The development team should disclose “the names and relevant experience, qualifications, attributes, or skills” of each member, as well as how many tokens each member holds and how many they may earn through founders’ rewards or similar programs.
“The definition of Network Maturity is intended to provide clarity as to when a token transaction should no longer be considered a security transaction but, as always, the analysis will require an evaluation of the particular facts and circumstances,” the proposal states.
At the end of the grace period, the initial development team will have to determine whether token transactions constitute securities transactions. The team should look to create liquidity for the token by securing secondary trading markets (which remain compliant with applicable money transmission and consumer protection laws) on top of their development efforts.
“Admittedly, the liquidity condition may surprise observers of SEC staff positions in which attempts to facilitate secondary trading have been viewed as indicia of a securities offering,” Peirce said during her speech. “In the context of the safe harbor, by contrast, secondary trading is recognized as necessary both to get tokens into the hands of people that will use them and offer developers and people who provide services on the network a way to exchange their tokens for fiat or cryptocurrency.”
Also in an effort to bolster consumer protection, Commissioner Peirce’s proposal would require that a token project’s source code, transaction history (and a description of how an individual can independently search transaction history), token economics, roadmap and a history of past token sales all be disclosed on a free and publicly-accessible website.
Good faith
The safe harbor proposal is dependent on development teams acting in good faith, Peirce said.
It would not be available to any teams with members who are already disqualified “as a bad actor under the securities laws,” due to past actions.
Moreover, while the proposal would preempt any state securities laws, it would not protect projects from any enforcement actions taken due to fraud or other illicit activities.
“SEC enforcement has played an important role in combating fraud in connection with token sales,” she said. “The safe harbor would not provide immunity from such actions.”
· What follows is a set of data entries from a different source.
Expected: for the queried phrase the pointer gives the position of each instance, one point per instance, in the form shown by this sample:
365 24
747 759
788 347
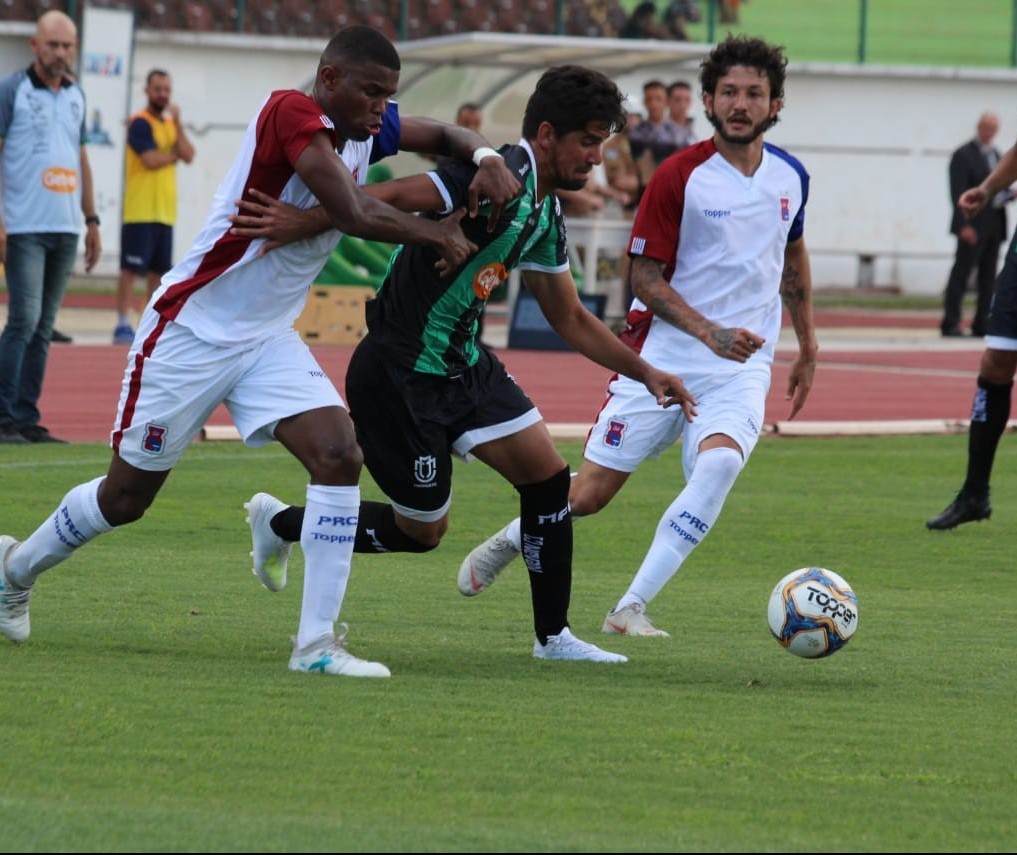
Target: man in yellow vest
156 141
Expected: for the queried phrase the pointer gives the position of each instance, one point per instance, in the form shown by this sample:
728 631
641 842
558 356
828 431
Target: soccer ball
813 612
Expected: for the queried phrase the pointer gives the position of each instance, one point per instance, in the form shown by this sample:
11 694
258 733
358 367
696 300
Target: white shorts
174 381
632 426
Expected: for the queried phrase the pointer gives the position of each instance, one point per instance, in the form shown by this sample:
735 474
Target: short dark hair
750 52
570 97
361 44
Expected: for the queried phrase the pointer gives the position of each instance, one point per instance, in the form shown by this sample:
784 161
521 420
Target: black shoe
964 508
37 433
9 435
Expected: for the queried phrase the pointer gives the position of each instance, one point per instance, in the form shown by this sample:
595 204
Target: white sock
326 540
684 524
76 521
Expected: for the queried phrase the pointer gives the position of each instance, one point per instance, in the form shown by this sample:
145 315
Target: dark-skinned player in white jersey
220 330
422 388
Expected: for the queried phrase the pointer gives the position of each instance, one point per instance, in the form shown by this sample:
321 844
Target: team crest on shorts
615 433
425 470
488 278
155 439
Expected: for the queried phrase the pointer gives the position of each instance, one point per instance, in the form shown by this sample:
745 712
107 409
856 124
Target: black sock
546 535
376 529
989 419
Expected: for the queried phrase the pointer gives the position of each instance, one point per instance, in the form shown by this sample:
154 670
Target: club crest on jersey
425 470
155 439
615 433
488 278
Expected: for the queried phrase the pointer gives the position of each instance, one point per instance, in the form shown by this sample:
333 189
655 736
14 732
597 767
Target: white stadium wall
876 140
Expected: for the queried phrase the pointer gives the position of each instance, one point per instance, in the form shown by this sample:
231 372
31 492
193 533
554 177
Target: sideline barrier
335 315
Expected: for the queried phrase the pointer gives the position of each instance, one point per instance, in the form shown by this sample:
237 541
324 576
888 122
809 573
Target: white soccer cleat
271 552
483 564
564 646
632 620
14 621
328 656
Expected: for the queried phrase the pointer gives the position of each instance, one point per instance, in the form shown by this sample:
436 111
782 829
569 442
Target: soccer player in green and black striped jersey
420 385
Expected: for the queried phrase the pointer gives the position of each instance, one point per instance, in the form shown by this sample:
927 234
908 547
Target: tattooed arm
648 283
796 292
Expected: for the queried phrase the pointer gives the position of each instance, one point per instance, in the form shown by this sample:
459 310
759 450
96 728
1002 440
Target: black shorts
409 424
1003 314
145 247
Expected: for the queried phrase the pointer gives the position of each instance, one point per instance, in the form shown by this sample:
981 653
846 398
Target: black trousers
982 257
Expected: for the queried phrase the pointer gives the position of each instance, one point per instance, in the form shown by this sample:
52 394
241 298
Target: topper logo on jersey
614 435
155 439
488 278
60 180
425 470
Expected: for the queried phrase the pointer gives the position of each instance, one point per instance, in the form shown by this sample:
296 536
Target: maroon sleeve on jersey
657 226
658 219
287 124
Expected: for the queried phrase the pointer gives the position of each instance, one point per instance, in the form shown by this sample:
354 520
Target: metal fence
944 33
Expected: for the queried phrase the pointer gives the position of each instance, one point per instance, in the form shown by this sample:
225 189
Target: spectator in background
47 188
156 142
978 237
679 123
710 303
470 115
991 409
643 23
619 165
220 331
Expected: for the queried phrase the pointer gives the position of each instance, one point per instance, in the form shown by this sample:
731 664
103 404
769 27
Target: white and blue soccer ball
813 612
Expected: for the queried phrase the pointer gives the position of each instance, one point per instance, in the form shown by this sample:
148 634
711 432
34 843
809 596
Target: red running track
82 382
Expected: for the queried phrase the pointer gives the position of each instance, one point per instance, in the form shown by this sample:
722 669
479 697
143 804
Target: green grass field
972 33
153 711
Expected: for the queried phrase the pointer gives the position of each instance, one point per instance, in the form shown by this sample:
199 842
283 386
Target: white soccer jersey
223 290
722 236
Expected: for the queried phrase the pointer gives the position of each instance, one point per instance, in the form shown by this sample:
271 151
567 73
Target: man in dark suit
978 238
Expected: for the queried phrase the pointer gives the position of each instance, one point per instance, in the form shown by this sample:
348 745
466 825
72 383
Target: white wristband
484 151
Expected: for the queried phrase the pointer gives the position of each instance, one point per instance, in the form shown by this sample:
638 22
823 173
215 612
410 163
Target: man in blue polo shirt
47 186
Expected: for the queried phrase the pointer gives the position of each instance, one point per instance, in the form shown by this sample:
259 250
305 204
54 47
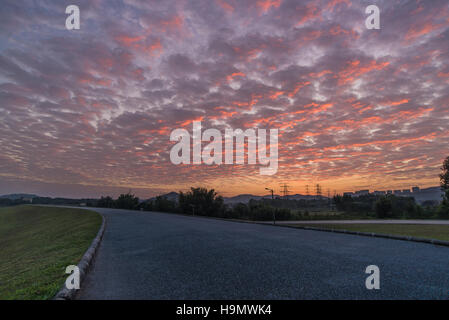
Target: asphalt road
147 255
371 221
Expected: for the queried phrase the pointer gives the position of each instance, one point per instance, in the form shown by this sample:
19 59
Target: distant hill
172 196
243 198
18 196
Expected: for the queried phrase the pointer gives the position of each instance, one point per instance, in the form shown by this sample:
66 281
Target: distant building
361 193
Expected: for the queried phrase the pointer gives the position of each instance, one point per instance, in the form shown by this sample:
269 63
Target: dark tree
127 201
443 210
202 202
444 177
106 202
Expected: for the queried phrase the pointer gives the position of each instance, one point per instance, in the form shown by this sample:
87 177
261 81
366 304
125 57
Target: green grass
37 244
439 232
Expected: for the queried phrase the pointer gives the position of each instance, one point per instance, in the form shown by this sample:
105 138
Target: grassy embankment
37 244
439 232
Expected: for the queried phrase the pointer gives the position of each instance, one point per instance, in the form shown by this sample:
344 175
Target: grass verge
438 232
37 244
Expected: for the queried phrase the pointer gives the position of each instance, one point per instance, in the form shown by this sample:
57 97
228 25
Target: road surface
147 255
371 221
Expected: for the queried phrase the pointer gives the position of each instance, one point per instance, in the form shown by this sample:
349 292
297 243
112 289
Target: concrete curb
377 235
84 264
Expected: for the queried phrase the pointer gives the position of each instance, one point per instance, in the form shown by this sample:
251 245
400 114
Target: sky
89 112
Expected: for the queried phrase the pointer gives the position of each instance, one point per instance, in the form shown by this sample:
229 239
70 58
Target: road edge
373 234
84 264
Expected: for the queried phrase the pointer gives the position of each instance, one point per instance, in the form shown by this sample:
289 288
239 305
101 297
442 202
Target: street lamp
272 198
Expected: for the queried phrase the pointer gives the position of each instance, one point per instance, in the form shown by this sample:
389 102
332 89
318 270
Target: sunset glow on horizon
89 112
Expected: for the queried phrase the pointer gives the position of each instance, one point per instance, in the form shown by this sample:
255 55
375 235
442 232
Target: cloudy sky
89 112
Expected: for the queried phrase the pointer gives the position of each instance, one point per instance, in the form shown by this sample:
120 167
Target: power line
284 190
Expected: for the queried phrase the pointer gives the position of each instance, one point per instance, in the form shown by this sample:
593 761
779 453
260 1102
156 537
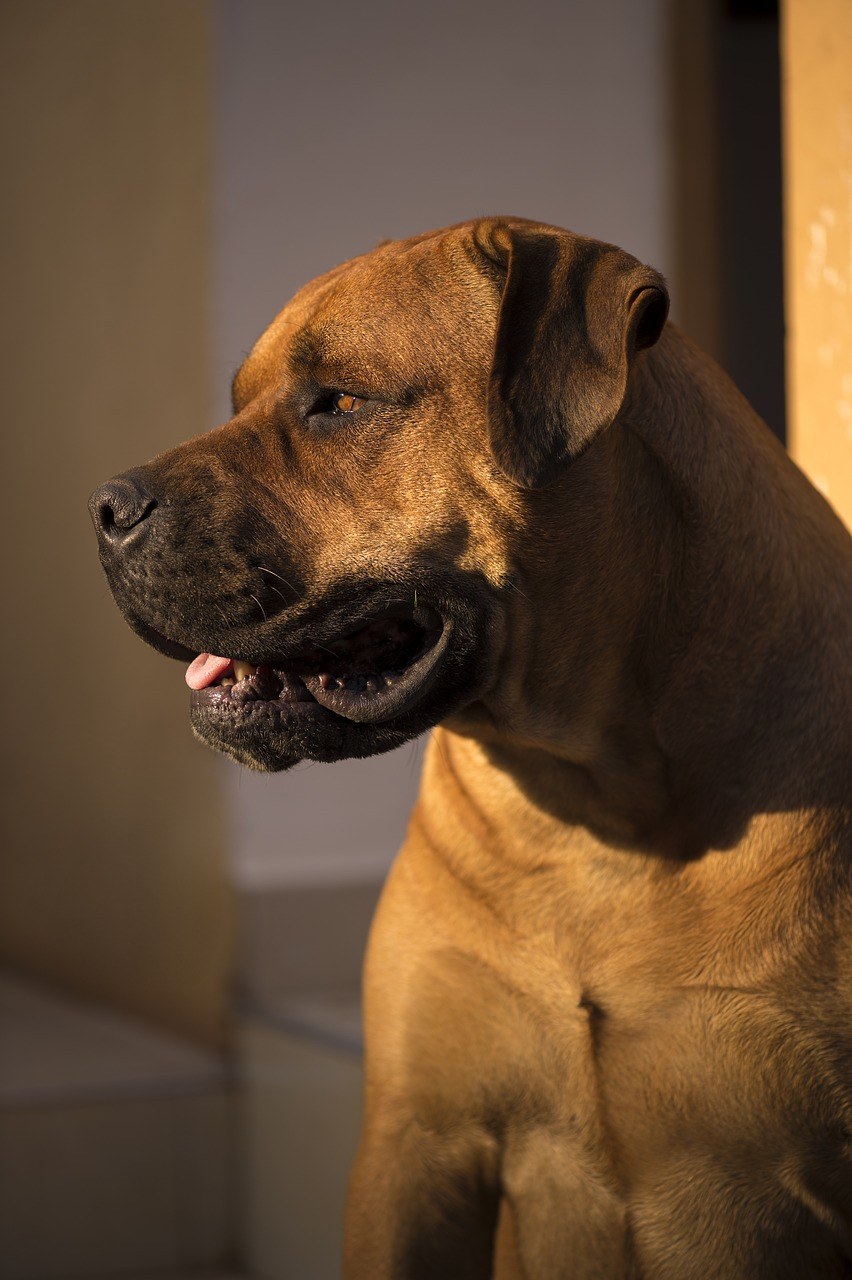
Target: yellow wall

Nor does Peirce’s proposal imply exclusivity; projects can still operate under existing federal securities laws, such as Regulation D or S or other valid exemptions under the law.
The proposal also would likely not apply to projects which are already operational, Peirce said. Her goal is to focus on new projects in their initial stages of development, so as to ensure they can move beyond their first steps in building a network or community.
“This bad actor provision is not directed at teams that set forth a plan for a network and work earnestly toward building it, but fail to bring it to fruition. Rather, it is designed to ensure that the SEC can bring suit against a team that sets out to defraud token purchasers by materially misrepresenting or omitting key information,” Peirce said. “We all know that there are plenty of those kinds of ‘projects’ polluting the crypto space.”